The volume of sodium hydroxide given is $ {\text{50 c}}{{\text{m}}^3} $ which is equal to $ 0.050{\text{ d}}{{\text{m}}^3} $ and the number of moles will be:
 $ \Rightarrow $ Number of moles $ = {\text{ 0}}{\text{.050 d}}{{\text{m}}^3}{\text{ }} \times {\text{ 1 mole d}}{{\text{m}}^{ - 3}}{\text{ = 0}}{\text{.050 mole}} $
Now we will find the moles of sodium hydroxide which will be consumed by titration with hydrochloric acid. The reaction will be written as:
 $ NaOH + HCl \to NaCl + {H_2}O $
Therefore we can say that equal moles of hydrochloric acid and sodium hydroxide will be consumed while titration. Thus moles of sodium hydroxide will be equal to moles of hydrochloric acid as given in question.

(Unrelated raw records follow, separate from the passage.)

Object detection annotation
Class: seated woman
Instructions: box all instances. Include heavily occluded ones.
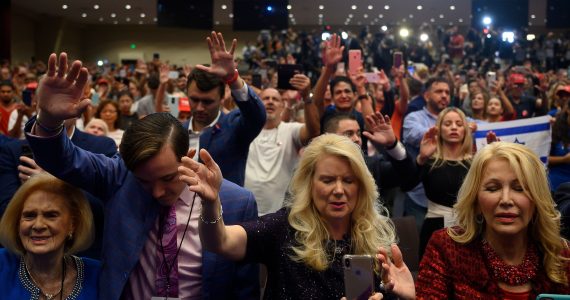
[179,134,414,299]
[416,142,570,299]
[410,108,470,258]
[0,173,100,300]
[83,118,109,136]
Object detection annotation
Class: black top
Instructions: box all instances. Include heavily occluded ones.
[241,208,386,300]
[412,158,471,207]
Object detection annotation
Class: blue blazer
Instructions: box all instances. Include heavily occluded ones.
[26,119,259,300]
[183,86,267,186]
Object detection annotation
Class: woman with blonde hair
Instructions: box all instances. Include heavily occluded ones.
[411,107,473,258]
[0,173,101,300]
[416,142,570,299]
[180,134,414,299]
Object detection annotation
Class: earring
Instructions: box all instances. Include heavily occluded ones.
[475,214,483,225]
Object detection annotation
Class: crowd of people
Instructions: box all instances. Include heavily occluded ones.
[0,26,570,300]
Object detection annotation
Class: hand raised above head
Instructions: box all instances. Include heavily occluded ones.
[178,149,222,202]
[196,31,237,81]
[37,52,91,127]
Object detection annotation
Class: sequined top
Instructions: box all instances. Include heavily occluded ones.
[416,229,570,299]
[242,208,386,300]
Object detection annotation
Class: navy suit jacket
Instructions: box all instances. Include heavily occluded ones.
[184,86,266,186]
[26,119,259,300]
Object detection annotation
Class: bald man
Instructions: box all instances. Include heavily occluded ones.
[244,74,320,216]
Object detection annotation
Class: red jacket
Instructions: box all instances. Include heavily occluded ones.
[416,229,570,299]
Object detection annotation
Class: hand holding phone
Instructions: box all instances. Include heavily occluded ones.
[342,255,374,300]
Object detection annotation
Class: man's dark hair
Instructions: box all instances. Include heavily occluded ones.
[119,113,190,171]
[330,76,356,95]
[186,68,226,99]
[323,113,358,133]
[424,77,451,91]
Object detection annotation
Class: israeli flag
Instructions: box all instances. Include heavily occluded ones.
[473,116,552,164]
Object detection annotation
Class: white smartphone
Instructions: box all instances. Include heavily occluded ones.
[342,255,374,300]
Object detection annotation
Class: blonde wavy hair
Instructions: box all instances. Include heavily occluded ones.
[288,134,396,272]
[447,142,569,286]
[432,107,473,168]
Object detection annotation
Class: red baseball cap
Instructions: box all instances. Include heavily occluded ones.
[509,73,526,84]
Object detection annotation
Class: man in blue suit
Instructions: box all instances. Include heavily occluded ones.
[26,36,259,299]
[0,119,117,259]
[184,34,266,186]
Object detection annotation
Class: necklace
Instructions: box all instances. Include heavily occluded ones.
[483,241,540,286]
[24,256,67,300]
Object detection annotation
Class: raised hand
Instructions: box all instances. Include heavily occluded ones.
[362,113,396,147]
[159,64,170,83]
[418,126,438,165]
[37,52,91,127]
[376,244,416,299]
[196,31,237,80]
[323,33,344,69]
[178,148,222,202]
[289,74,311,98]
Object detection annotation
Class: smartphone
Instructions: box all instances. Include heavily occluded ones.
[536,294,570,300]
[166,96,180,118]
[251,74,261,89]
[168,71,180,79]
[348,50,362,74]
[22,89,34,106]
[342,255,374,300]
[393,51,404,68]
[364,72,380,83]
[276,64,303,90]
[487,72,497,87]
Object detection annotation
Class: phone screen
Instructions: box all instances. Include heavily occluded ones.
[277,65,303,90]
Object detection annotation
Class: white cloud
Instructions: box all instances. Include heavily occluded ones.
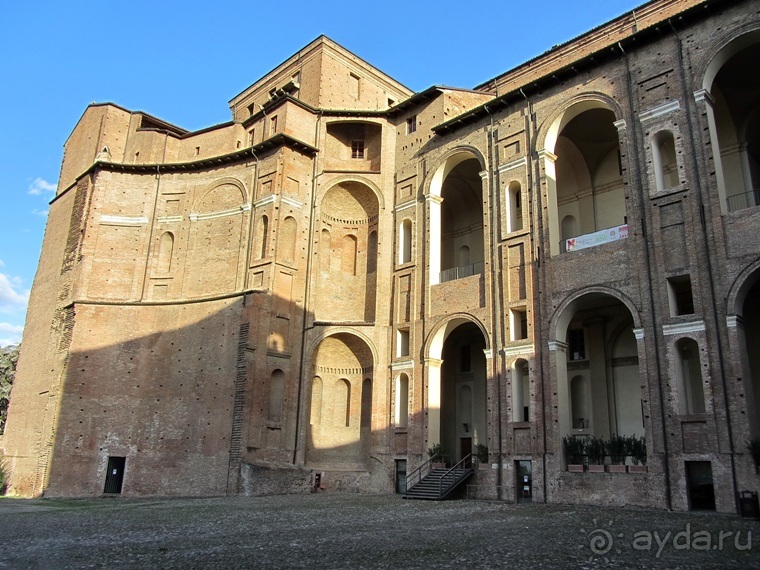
[0,323,24,346]
[0,273,29,313]
[29,178,55,196]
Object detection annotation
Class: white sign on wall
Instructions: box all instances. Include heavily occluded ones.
[565,224,628,251]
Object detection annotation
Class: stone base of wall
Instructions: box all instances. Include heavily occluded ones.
[240,463,314,497]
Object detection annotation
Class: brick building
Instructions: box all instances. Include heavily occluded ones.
[4,0,760,512]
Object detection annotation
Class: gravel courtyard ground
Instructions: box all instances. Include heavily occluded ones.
[0,493,760,569]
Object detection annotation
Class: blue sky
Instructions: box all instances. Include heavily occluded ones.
[0,0,643,346]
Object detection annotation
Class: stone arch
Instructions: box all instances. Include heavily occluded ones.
[424,146,487,285]
[306,330,376,470]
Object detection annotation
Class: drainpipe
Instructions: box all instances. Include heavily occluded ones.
[668,18,739,512]
[485,106,503,500]
[520,87,549,503]
[617,42,673,511]
[292,108,322,465]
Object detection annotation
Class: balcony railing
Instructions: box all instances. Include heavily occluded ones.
[439,261,485,283]
[559,224,628,253]
[726,188,760,212]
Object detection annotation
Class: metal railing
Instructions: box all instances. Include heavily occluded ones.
[438,261,485,283]
[726,188,760,212]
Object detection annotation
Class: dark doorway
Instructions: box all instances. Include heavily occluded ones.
[686,461,715,511]
[103,457,127,494]
[515,461,533,503]
[396,459,406,494]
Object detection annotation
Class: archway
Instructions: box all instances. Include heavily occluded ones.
[703,30,760,212]
[306,333,373,470]
[428,318,488,461]
[315,181,379,322]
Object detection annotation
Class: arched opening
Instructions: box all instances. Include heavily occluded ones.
[156,232,174,275]
[428,152,485,284]
[315,181,379,322]
[652,131,679,190]
[278,216,298,263]
[269,369,285,422]
[552,292,647,462]
[427,319,488,461]
[507,180,523,232]
[512,359,530,422]
[306,333,373,470]
[544,101,627,255]
[704,31,760,212]
[398,219,412,265]
[675,338,705,414]
[394,373,409,427]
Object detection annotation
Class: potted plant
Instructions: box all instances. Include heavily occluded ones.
[586,435,607,473]
[428,443,446,469]
[562,435,586,473]
[606,433,629,473]
[475,443,491,469]
[747,437,760,473]
[628,435,647,473]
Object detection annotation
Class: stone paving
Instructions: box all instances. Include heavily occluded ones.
[0,493,760,569]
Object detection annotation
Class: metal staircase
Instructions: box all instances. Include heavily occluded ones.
[402,455,476,501]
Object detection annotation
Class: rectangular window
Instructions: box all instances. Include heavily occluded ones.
[351,141,364,159]
[567,329,586,360]
[406,115,417,135]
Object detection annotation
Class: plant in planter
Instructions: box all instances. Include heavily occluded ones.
[627,435,647,473]
[562,435,586,473]
[586,435,607,473]
[747,437,760,471]
[475,443,490,467]
[428,443,446,467]
[606,433,629,473]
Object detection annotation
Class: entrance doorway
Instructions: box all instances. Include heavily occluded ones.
[103,457,127,494]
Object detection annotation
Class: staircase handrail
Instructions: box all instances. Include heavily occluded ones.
[438,454,477,499]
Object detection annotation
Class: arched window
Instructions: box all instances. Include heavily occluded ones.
[278,216,298,263]
[258,216,269,259]
[311,376,322,426]
[507,180,522,232]
[570,376,591,429]
[676,338,705,414]
[512,360,530,422]
[319,230,332,273]
[269,369,285,422]
[340,235,356,275]
[652,131,678,190]
[398,220,412,265]
[359,378,372,429]
[157,232,174,274]
[367,231,377,274]
[395,373,409,427]
[335,378,351,427]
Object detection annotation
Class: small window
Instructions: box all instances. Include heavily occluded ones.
[351,141,364,159]
[396,329,409,357]
[459,344,472,372]
[406,115,417,135]
[668,275,694,317]
[567,329,586,360]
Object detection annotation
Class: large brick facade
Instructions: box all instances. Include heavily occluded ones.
[4,0,760,512]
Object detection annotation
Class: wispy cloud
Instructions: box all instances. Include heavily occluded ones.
[0,273,29,314]
[29,178,55,196]
[0,323,24,346]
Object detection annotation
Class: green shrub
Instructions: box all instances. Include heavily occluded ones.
[562,435,586,465]
[606,433,630,465]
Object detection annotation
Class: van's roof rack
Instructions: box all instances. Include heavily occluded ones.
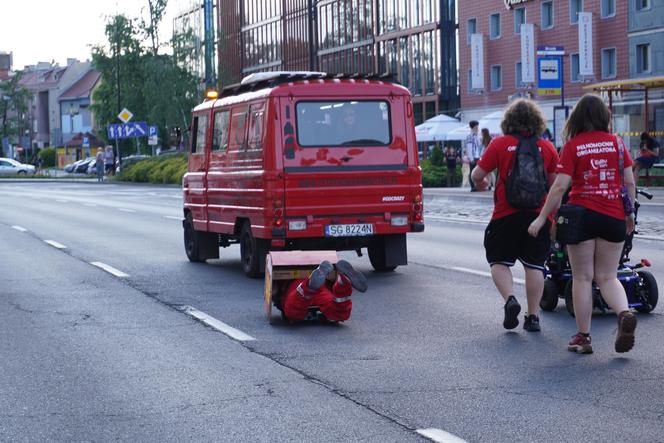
[219,71,397,97]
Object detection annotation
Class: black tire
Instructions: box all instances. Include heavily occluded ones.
[240,222,265,278]
[184,212,205,263]
[367,239,397,272]
[563,280,574,317]
[540,278,559,311]
[636,271,659,314]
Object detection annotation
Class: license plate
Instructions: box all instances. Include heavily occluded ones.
[325,223,373,237]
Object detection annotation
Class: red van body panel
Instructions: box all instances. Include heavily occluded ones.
[183,79,424,272]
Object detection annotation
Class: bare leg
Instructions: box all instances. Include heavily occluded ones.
[524,267,544,315]
[595,238,629,315]
[491,264,512,301]
[567,239,596,334]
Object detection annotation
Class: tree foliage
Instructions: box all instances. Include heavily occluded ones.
[92,4,200,158]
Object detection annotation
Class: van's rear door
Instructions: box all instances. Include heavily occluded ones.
[281,95,417,236]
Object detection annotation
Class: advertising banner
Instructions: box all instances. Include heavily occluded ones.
[579,12,594,76]
[470,34,484,89]
[521,23,535,83]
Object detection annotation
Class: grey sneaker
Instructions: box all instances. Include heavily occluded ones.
[307,260,334,291]
[334,260,369,292]
[503,295,521,329]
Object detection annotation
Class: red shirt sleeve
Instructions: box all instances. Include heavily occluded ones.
[557,142,576,177]
[477,137,499,172]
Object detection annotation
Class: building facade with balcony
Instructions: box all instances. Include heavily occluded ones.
[217,0,458,123]
[459,0,664,147]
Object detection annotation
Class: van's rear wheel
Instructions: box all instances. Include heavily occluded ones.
[240,222,265,278]
[367,238,397,272]
[184,212,205,263]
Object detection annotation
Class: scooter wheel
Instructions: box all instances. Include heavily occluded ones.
[563,280,574,317]
[636,271,659,314]
[540,278,559,311]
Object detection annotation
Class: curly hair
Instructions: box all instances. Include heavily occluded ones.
[500,99,546,137]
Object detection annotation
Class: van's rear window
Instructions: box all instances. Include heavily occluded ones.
[296,100,392,146]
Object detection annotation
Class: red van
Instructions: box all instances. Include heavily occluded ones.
[182,73,424,277]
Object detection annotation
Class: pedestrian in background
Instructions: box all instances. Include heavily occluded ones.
[445,146,456,188]
[471,99,558,332]
[104,146,115,176]
[528,94,636,354]
[466,120,482,192]
[481,128,496,191]
[95,148,104,182]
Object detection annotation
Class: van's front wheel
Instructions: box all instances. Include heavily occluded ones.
[240,222,265,278]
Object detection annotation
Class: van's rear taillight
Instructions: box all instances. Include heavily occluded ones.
[413,194,424,222]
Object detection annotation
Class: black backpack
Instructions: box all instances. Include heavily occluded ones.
[505,135,549,209]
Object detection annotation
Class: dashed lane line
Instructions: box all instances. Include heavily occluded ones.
[90,261,129,278]
[415,428,466,443]
[44,240,67,249]
[180,306,256,342]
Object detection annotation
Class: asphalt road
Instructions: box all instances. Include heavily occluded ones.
[0,182,664,442]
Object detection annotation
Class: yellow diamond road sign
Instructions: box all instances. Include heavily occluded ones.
[118,108,134,123]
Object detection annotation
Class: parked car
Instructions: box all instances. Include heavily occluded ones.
[0,157,36,175]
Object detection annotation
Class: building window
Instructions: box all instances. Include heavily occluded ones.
[468,18,477,44]
[636,43,650,74]
[569,0,583,23]
[634,0,650,11]
[514,62,524,89]
[491,65,503,91]
[602,48,616,78]
[489,13,500,40]
[542,2,553,29]
[569,53,579,82]
[600,0,616,18]
[514,8,526,34]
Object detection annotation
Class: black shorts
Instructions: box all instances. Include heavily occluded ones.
[579,208,627,243]
[484,211,551,271]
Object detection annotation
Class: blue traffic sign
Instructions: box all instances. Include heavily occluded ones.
[108,122,148,140]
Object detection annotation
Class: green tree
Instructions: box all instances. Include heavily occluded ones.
[0,71,32,156]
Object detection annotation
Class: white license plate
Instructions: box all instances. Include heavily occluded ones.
[325,223,373,237]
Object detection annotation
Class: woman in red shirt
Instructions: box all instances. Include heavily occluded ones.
[528,94,636,354]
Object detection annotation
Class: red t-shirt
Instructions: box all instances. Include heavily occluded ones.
[558,131,632,220]
[477,135,558,220]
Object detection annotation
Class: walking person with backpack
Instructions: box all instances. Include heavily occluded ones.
[471,99,558,332]
[528,94,636,354]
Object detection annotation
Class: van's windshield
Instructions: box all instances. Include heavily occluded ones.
[296,100,392,147]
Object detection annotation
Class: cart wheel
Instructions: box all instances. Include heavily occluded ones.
[564,280,574,317]
[636,271,659,313]
[540,278,558,311]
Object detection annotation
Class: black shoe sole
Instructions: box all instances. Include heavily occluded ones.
[334,260,369,292]
[616,314,636,352]
[503,301,521,329]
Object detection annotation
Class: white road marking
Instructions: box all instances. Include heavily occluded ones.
[44,240,67,249]
[90,261,129,278]
[415,428,466,443]
[181,306,256,341]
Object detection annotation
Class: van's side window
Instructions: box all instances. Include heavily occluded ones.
[229,108,247,151]
[212,111,230,152]
[249,103,265,151]
[192,115,207,154]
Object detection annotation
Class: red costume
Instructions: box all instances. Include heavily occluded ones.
[281,273,353,321]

Volume of hydrochloric acid is $ {\text{33}}{\text{.3 c}}{{\text{m}}^3} $ which is equal to $ {\text{0}}{\text{.0333 d}}{{\text{m}}^3} $ .
 $ \Rightarrow $ Moles of sodium hydroxide $ = {\text{ 0}}{\text{.0333 d}}{{\text{m}}^3}{\text{ }} \times {\text{ 1 mole d}}{{\text{m}}^{ - 3}}{\text{ = 0}}{\text{.0333 mole}} $
After titration moles of sodium hydroxide left $ = {\text{ 0}}{\text{.0500 - 0}}{\text{.0333 = 0}}{\text{.0167 mole}} $
 $ \Rightarrow $ Thus we can write the reaction as:
 $ {C_2}{H_5}OH(l){\text{ }} + {\text{ }}C{H_3}COOH(l){\text{ }} \rightleftharpoons {\text{ }}C{H_3}COO{C_2}{H_5}(l){\text{ }} + {\text{ }}{H_2}O(l) $

S.NO	$ \left[ {{C_2}{H_5}OH} \right] $	$ \left[ {C{H_3}COOH} \right] $	$ \left[ {C{H_3}COO{C_2}{H_5}} \right] $	$ \left[ {{H_2}O} \right] $
$ t = 0 $	$ 0.0500 $	$ 0.0500 $	$ 0 $	$ 0 $
$ t = {t_{eq.}} $	$ 0.0500 - 0.0333 = 0.0167 $	$ 0.0500 - 0.0333 = 0.0167 $	$ 0.0333 $	$ 0.0333 $

Therefore we can write the value of equilibrium constant $ \left( {{{\text{K}}_c}} \right) $ as:
 $ {{\text{K}}_c}{\text{ = }}\dfrac{{\left[ {C{H_3}COO{C_2}{H_5}} \right]{\text{ }}\left[ {{H_2}O} \right]}}{{\left[ {{C_2}{H_5}OH} \right]{\text{ }}\left[ {C{H_3}COOH} \right]}} $
 $ \Rightarrow {{\text{K}}_c}{\text{ = }}\dfrac{{{\text{0}}{\text{.0333 }} \times {\text{ 0}}{\text{.0333}}}}{{{\text{0}}{\text{.0167 }} \times {\text{ 0}}{\text{.0167}}}} $
 $ \Rightarrow {{\text{K}}_c}{\text{ = 4}} $
The value of the equilibrium constant is approximately four and we have to add cold water because the reaction is reversible. Therefore to prevent the reaction getting reversed we add cold water to it.

Note:
The number of moles which are calculated above are round-off values. We have taken values up to two decimal places. There might be some difference in decimal value but it would not affect our answer. It must be noted that for finding moles of sodium hydroxide we have to convert the units of the volume. The moles of hydrochloric acid and sodium consumed while titration is equal.